Our series begins with Le Corbusier, Jeanneret & Perriand and their iconic 1928 chaise lounge.
Le Corbusier (Charles- Edouard Jeanneret) was already well established as a modernist architect and, by 1928, had been in practice with his cousin Pierre Jeanneret for several years. By 1927 steel furniture from Breuer and Mies Van der Rohe was already available – to stay current Le Corbusier needed to create prototypes that worked with modernist thinking.
A proponent of mass-production (and a critic of the failure of industry to comply), Le Corbusier was looking to develop “new equipment” that fulfilled necessary functions with the efficiencies gained through industrialisation.
Accordingly, his philosophy for furniture was that it was “equipment for living” – functional, efficient and standardised.1
Charlotte Perriand joined Le Corbusier’s Atelier after he viewed her submission to the 1927 Salon d’automne. Her work was reflective of Art Deco aesthetics, influenced with shiny sheet metal and steel tube (materials of new technologies) and it proved she was moving ahead of typically conservative approaches to interiors and furniture.2
She provided a modern industrial aesthetic that could advance and be incorporated into already existing working drawings of Le Corbusier.

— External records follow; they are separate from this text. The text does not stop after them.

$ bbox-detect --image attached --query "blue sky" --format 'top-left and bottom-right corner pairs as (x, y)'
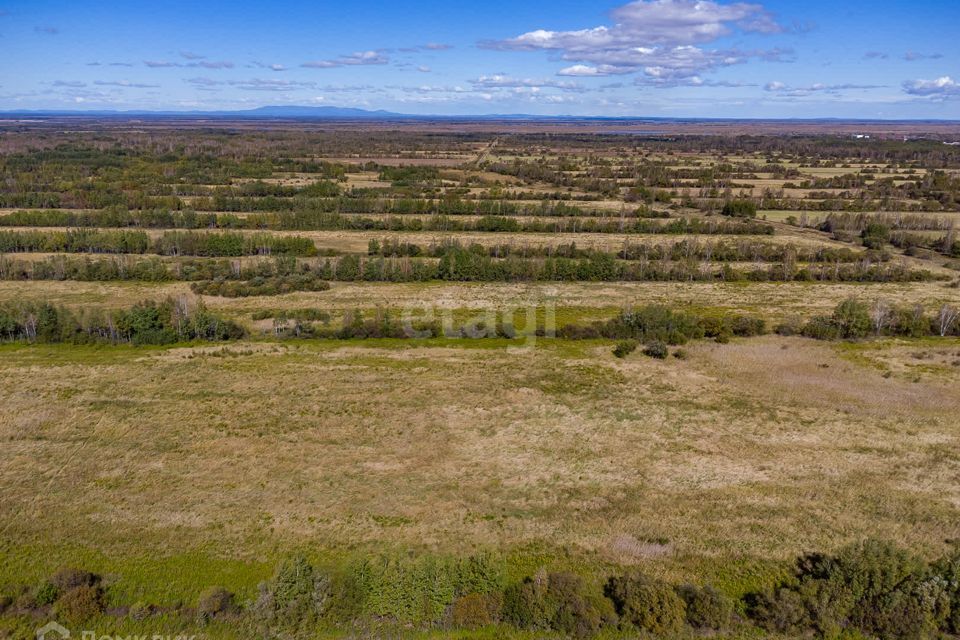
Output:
(1, 0), (958, 118)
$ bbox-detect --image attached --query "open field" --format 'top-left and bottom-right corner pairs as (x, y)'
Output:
(1, 120), (960, 639)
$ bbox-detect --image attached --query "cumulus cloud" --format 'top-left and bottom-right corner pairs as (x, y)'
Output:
(417, 65), (432, 73)
(423, 43), (453, 50)
(902, 76), (960, 97)
(482, 0), (785, 82)
(302, 51), (389, 68)
(51, 80), (86, 88)
(34, 26), (59, 35)
(179, 51), (205, 60)
(558, 64), (612, 77)
(864, 51), (888, 60)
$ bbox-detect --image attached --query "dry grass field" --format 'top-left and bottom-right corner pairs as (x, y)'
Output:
(2, 121), (960, 638)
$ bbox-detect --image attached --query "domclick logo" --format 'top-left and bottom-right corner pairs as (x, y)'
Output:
(36, 621), (70, 640)
(35, 622), (199, 640)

Le Corbusier stated that the chair was a machine for sitting but he stressed that these machines should also allow for different body positions and in 1928 collaboration by the trio resulted in a series of three chairs:
- The Siège à Dossier Basculant (chair with a swinging back)
- The Fauteuil Grand Confort (easy chair)
- The Chaise Lounge Basculant
Of these three only two were compliant with mass-production methods, the Fauteuil Grand Confort and the Chaise Lounge Basculant. The chaise lounge has remained in production essentially since Perriand commissioned the creation of its prototype3 in 1928 and notably Italian manufacturers Cassina, the only authorised manufacturer, celebrated 50 years of continuous production of the LC Series chaise lounge in 2015.4
The Architecture and Planning Library chaise lounge was gifted to the Library by the “Go to Kiwi” student congress (circa 1983).
It is currently awaiting occupants and inspiring a display…
Fiona Lamont, Library Assistant, Architecture and Planning Library
References
1 Mary McLeod and Roger Aujame, Charlotte Perriand: An Art of Living (New York: H.N. Abrams; Architectural League of New York 2003).
2 Le Corbusier, Le Corbusier: Furniture and Interiors 1905-1965, ed. Charlotte Perriand and others (Paris: Fondation Le Corbusier; Zürich: Scheidegger & Spiess 2012).
3 Mary McLeod and Roger Aujame, Charlotte Perriand: An Art of Living (New York: H.N. Abrams; Architectural League of New York 2003).
4 50 Anni Della Serie LC. Domus, 987 (2015), p.IV.